Thankfully, after a frustrating 18 months on the sidelines, Tomas Rosicky finally made his long awaited return to full-time training in May 2009. There was still time for one more injury setback as another hamstring strain saw him delay his competitive comeback till September. The Czech playmaker finally made his return as a goalscoring substitute in a 4-2 defeat away to Manchester City.
Believing that the worse was behind him, Rosicky signed a new long-term contract with Arsenal at the start of 2010, stating "I feel it speaks volumes about the club's belief in me for this to be signed, and I truly believe I have a lot left to offer the club, my team-mates and all the supporters."
However, one cannot help but be concerned that this long injury layoff has affected Rosicky in some way. Gone is the dynamism of the 25 year old signed by Arsenal in 2006. Five years on, it can be argued that he is not quite the same player. Rosicky's impact has been limited, his performances on the pitch muted at times. He still has lots to offer the team of course, his experience is invaluable to the younger players like Jack Wilshere and his return has boosted Arsenal's squad depth in midfield.
Nevertheless, gone are the long-range stunners that used to be such a devastating weapon from his right boot. The goals have dried up to such an extent that his headed opener against Leyton Orient in February was actually his first in 13 months. First came bemusement and astonishment that his flicked header had actually bulged the net, and then came the elation and relief from a player that had once doubted he'd have the chance to ever savour another goal for the Arsenal.

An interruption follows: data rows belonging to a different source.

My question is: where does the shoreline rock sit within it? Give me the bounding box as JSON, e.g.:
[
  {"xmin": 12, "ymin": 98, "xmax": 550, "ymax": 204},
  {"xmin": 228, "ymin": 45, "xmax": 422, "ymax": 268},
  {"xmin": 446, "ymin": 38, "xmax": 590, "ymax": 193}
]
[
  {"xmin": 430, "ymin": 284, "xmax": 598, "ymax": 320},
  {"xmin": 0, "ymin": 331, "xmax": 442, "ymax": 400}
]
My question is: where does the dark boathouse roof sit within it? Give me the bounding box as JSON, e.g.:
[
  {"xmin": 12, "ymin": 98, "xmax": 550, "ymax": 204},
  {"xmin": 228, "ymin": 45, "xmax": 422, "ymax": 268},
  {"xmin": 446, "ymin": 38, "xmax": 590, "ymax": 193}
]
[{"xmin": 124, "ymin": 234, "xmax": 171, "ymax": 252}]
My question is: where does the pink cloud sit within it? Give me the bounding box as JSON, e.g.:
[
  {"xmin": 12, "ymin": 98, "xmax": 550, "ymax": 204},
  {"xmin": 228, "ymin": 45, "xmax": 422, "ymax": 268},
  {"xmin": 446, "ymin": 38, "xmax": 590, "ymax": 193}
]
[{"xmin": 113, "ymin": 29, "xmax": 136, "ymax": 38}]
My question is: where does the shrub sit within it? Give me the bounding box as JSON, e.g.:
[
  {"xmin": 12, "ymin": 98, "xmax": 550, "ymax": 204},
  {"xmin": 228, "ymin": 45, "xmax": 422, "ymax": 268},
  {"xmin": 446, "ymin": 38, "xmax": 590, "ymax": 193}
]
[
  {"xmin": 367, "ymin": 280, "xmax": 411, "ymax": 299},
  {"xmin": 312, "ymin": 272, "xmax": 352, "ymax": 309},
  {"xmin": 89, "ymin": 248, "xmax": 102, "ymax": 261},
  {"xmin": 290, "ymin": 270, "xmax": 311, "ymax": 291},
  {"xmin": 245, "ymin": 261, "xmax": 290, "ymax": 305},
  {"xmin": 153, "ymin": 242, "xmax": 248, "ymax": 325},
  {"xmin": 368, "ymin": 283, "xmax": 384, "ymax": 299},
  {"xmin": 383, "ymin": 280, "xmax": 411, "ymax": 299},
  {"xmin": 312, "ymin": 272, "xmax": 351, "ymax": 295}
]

So, will Rosicky ever shake off his injury demons and reclaim a first team spot in the Arsenal squad? With the emergence of wise-beyond-his-years Jack Wilshere and the consistency of twinkle-toed Samir Nasri, that may prove a daunting task. Yet, the signs seem promising. While some impatient fans may declare that he is now officially over the hill, one thing you can say about Rosicky is he never stops trying. While he has the tendency to drift in and out of games of late, this is to be expected from a player who has just returned to first team action after countless injury setbacks. It takes time for the body to get used to the rigours of top class football, and the English game is certainly not getting any slower.
In fact, the second leg against Leyton Orient showed just that. Latching onto a through ball, Rosicky drove powerfully to the byline, fending off his marker before cutting the ball back perfectly. Team mate Marouane Chamakh was left with the relatively simple task of knocking the ball past the hapless Leyton Orient keeper and the rout was on. The dedication to the cause was plain to see. Further cameos against Sunderland and Manchester United of late, as well as a starting role against Barcelona at the Nou Camp show that he is starting to get back to full fitness.
It may just be a matter of time before we see Tomas Rosicky turn it on for Arsenal again on the pitch. As long as he gets game time and works hard in training, the club might just rediscover a potentially deadly weapon in its arsenal.
This article is dedicated to Ally from Belgium and her blind love for all things Rosa.